Editorial: Water's not free, but help exists for Detroiters
Water shutoffs in Detroit are once again making headlines, and some City Council members want Gov. Gretchen Whitmer to get involved. Instead, city officials should do a better job educating residents about how to access existing help with their water bills.
It is also the responsibility of Detroit residents to be proactive in securing assistance before it’s too late.
The city of Detroit appears to have plenty of safeguards in place for homeowners and renters. But the city is not operating a charity — nor is the Great Lakes Water Authority, the regional water system that is paid for by communities throughout southeast Michigan.
Those who don’t pay their bills — and ignore assistance programs — will eventually face water shutoffs. If Detroit residents demand “free” water, that will drive up the costs for everyone else on the regional system — plenty of whom are struggling themselves to make ends meet. GLWA serves Oakland, Wayne and Macomb counties, among others.
City Council President Pro Tem Mary Sheffield last week asked the council’s legal staff to draft a measure requesting Whitmer declare a public health crisis over the shutoffs. The governor has said she’ll review a resolution once it’s sent to her.

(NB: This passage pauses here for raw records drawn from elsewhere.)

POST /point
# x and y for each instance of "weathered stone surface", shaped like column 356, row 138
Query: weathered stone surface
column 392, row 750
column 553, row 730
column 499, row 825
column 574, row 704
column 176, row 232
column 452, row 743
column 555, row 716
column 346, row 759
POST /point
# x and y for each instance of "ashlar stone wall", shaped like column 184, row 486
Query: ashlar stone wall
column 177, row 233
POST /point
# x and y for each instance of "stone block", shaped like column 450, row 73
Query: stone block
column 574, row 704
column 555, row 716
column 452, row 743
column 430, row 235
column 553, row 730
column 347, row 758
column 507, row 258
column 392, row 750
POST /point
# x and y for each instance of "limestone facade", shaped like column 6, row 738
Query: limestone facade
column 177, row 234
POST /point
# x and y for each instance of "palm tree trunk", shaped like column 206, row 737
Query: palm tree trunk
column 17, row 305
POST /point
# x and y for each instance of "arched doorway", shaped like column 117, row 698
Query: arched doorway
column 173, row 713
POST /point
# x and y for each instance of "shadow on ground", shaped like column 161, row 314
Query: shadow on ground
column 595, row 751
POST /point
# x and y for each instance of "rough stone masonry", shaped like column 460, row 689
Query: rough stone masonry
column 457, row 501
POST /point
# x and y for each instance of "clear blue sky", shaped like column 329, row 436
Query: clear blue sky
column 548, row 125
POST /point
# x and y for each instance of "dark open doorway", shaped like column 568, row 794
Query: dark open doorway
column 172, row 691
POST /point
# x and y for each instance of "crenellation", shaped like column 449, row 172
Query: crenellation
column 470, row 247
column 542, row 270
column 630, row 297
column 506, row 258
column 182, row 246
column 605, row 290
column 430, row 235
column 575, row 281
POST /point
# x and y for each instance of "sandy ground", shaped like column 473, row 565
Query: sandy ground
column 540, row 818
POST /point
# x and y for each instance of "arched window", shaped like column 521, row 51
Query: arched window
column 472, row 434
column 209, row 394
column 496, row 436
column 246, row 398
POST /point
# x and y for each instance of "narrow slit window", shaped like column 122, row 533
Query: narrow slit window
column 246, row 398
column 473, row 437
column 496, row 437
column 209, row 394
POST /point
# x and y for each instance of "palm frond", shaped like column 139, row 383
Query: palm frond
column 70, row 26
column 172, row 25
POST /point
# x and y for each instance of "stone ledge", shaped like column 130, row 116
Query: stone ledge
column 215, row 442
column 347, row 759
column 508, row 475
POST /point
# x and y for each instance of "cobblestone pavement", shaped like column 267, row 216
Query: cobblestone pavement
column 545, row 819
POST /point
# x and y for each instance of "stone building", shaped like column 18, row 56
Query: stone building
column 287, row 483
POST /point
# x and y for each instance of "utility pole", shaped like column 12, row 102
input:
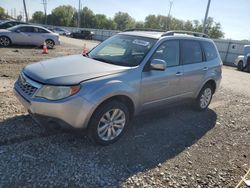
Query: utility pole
column 25, row 10
column 45, row 10
column 79, row 14
column 205, row 19
column 169, row 13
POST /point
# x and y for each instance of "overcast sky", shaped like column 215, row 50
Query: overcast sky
column 232, row 14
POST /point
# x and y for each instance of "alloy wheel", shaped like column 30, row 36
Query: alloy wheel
column 205, row 98
column 111, row 124
column 4, row 41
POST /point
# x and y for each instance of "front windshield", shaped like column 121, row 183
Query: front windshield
column 123, row 50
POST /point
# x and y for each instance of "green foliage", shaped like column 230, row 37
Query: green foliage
column 62, row 15
column 38, row 17
column 124, row 21
column 68, row 16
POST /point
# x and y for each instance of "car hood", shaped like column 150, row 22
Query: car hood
column 70, row 70
column 4, row 31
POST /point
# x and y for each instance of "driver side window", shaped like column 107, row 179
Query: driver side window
column 169, row 52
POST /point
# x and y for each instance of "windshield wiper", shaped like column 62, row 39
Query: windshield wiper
column 101, row 59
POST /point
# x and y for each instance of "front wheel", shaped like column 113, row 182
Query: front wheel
column 204, row 98
column 108, row 122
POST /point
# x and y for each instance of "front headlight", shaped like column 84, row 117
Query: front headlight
column 57, row 92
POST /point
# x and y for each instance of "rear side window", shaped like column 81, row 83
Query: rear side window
column 209, row 50
column 190, row 52
column 39, row 30
column 169, row 52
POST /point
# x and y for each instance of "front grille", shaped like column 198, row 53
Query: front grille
column 26, row 87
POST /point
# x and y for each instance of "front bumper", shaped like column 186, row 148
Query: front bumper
column 70, row 112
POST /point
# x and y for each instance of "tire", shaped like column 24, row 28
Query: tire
column 240, row 66
column 102, row 128
column 50, row 43
column 204, row 98
column 5, row 41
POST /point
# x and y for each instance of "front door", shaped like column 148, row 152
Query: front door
column 160, row 87
column 194, row 67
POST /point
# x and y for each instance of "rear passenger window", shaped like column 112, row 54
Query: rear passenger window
column 39, row 30
column 210, row 51
column 169, row 52
column 26, row 29
column 190, row 52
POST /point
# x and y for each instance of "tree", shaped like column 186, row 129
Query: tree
column 139, row 25
column 124, row 21
column 87, row 18
column 62, row 15
column 38, row 17
column 19, row 17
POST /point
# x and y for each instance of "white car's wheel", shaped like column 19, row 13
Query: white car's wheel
column 108, row 123
column 204, row 98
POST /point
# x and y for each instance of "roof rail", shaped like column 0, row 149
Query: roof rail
column 195, row 34
column 145, row 29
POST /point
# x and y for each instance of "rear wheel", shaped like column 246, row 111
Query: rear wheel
column 204, row 98
column 50, row 43
column 4, row 41
column 240, row 66
column 108, row 123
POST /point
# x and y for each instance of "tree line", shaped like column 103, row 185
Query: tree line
column 66, row 15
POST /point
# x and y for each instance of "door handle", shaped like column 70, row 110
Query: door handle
column 179, row 74
column 205, row 68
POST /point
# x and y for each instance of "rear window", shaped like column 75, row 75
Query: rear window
column 190, row 52
column 209, row 50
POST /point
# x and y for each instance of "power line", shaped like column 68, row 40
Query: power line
column 44, row 2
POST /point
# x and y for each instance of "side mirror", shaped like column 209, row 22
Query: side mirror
column 158, row 64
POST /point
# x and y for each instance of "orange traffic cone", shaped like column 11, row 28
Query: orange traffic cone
column 85, row 50
column 45, row 49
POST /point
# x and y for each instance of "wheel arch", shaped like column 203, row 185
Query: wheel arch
column 126, row 100
column 211, row 82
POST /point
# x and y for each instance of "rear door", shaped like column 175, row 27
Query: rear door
column 159, row 87
column 39, row 36
column 22, row 35
column 194, row 68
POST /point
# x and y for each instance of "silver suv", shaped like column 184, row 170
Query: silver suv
column 128, row 73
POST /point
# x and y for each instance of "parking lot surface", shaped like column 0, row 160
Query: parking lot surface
column 171, row 147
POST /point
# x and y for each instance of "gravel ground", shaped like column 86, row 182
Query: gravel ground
column 172, row 147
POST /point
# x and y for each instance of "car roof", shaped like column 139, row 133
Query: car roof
column 148, row 34
column 27, row 25
column 159, row 34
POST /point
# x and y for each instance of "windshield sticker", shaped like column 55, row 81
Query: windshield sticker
column 141, row 42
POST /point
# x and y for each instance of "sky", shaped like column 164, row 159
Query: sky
column 232, row 14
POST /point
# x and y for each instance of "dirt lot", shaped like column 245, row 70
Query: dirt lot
column 173, row 147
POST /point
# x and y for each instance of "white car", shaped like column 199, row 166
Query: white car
column 28, row 35
column 61, row 31
column 241, row 60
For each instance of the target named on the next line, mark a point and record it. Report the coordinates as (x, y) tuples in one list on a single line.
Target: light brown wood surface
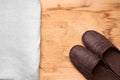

Another measure seeks an end to all shutoffs until the city considers an ordinance on water affordability.
The Detroit News reported that last year the city shut off water to 23,000 residences, but had restored more than 10,000 by the end of the year. The city continues to whittle down those numbers, and says 5,400 of the homes showed no usage in 2019.
Detroit Water and Sewerage Department Director Gary Brown is taking a different approach. This week, he says he will ask City Council and the GLWA board to approve an amendment to the lease agreement between the city and GLWA to expand the authority’s Water Residential Assistance Program, known as WRAP. Brown wants to double the amount it offers Detroit, to $5 million annually from $2.4 million, in addition to making more low-income residents eligible for assistance.
The GLWA board of directors allocated $5 million for the program overall in 2020 — a number that represents 0.5% of the authority’s revenue. So if Detroit were to get $5 million, the authority would have to boost WRAP’s funding to 1% of revenue in fiscal year 2021, Brown says.
In July, the water authority approved an additional $1.2 million in WRAP funding to Detroit, as well as Flint, for “conservation and direct assistance.” Brown says nearly 17,000 Detroit households have benefited from WRAP since 2016. Detroit and Flint residents make up 71% of the enrollments.
Brown, who sits on the GLWA board, has said no Detroiter “should be seeing a service interruption if they ask for help.”
The biggest challenge seems to be reaching Detroiters and letting them know there are resources available if they can’t pay their bills.
Rather than call on Whitmer, City Council should work on informing residents about how to prevent water shutoffs in the first place.